There continue to be two strong storylines with bulls claiming that this is a temporary hit and given the amount of stimulus, both fiscal and monetary, that has been brought to bear on the problem, the ‘V’ shaped recovery is still a high probability outcome. The bears, on the other hand, continue to highlight that expectations for the economy going forward to look anything like it did three months ago are misguided, and that it will take far longer to achieve any real recovery. Structural changes will have been made resulting in a much higher unemployment rate, considerably less consumption and, thus, much weaker GDP growth. Earnings will suffer and stock prices alongside them. Last week’s price action, with both up and down days, was an excellent depiction of this battle. And this battle will continue until one side’s argument is borne out. In other words, equity market volatility is likely to be with us for many months to come as well.
So, turning to this morning’s session, we have actually seen equity markets somewhat softer, with most of Europe lower by a bit below 1.0% which followed Asia’s similarly modest weakness. US futures, though, are starting to come under more pressure, having only been down 0.5% early in the session, but now looking at 1.5% declines. Interestingly, Treasury yields have barely moved, with the 10-year lower by less than 1 basis point, although in Europe, the weakest economies (PIGS) have all seen their government bond yields rise by more than 8bps, a sign of risk being jettisoned.
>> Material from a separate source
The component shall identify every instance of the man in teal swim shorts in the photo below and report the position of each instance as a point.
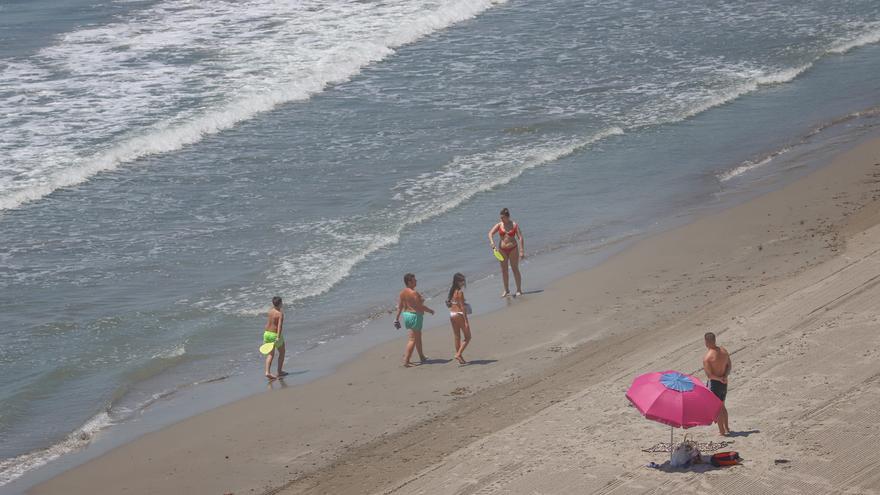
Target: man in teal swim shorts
(411, 305)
And finally, gold is little changed on the morning, although given the dollar’s broad rally since the beginning of March, it has held its value extremely well.
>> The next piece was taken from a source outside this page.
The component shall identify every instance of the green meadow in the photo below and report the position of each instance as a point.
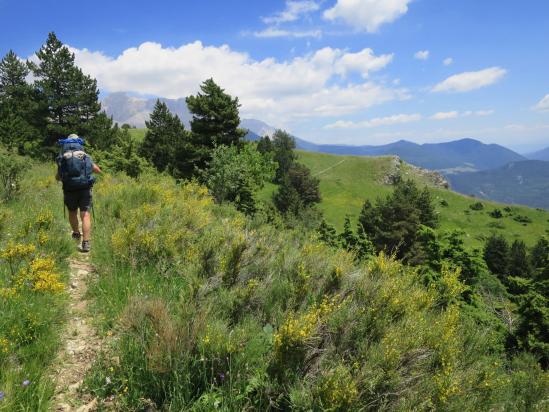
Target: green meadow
(347, 181)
As to the rest of the FX market, the dollar is largely, albeit not universally stronger this morning, and has been gaining ground as risk has been selling off. NOK and CAD lead the way lower, but the pound is also feeling stress as Brexit (remember that?) comes back into view with discussions starting up again. There is a big question as to whether PM Johnson will concede to an extension of the current situation given the unprecedented disruption caused by Covid-19. Fears that he won’t, and that the UK will crash out with no deal are likely to start to come back if we don’t hear positive news on this front soon. In the EMG bloc, away from the peso, there were more losers than winners, but the magnitudes of movement this morning have been far less than what we have seen recently. Ultimately, if risk continues to be shed, I expect the dollar to remain well bid against all comers.
On the data front, we start to see a bigger range of March data, which will clearly have been impacted by the virus and response.
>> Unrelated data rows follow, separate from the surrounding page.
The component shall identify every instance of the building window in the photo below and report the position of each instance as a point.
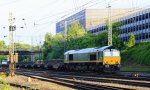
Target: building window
(137, 18)
(140, 17)
(140, 27)
(146, 15)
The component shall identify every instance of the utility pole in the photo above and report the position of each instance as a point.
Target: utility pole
(12, 57)
(32, 49)
(109, 26)
(65, 35)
|Tuesday||Existing Home Sales||5.3M|
|Markit Mfg PMI||38.0|
|Markit Services PMI||31.3|
|New Home Sales||644K|
As we have seen for the past several weeks, the Claims data is likely to be the most important, although the PMI data will be interesting as well. Of course, the question, at this point, is whether the market will have discounted what it perceives to be all the bad news and ignore this data. While we may see that again for another week or two, my sense is that at some point, investors will realize that the future is not quite so bright, and that risk is not where they want to be. That seems to be today’s short-term narrative, but it has not changed the bigger view yet.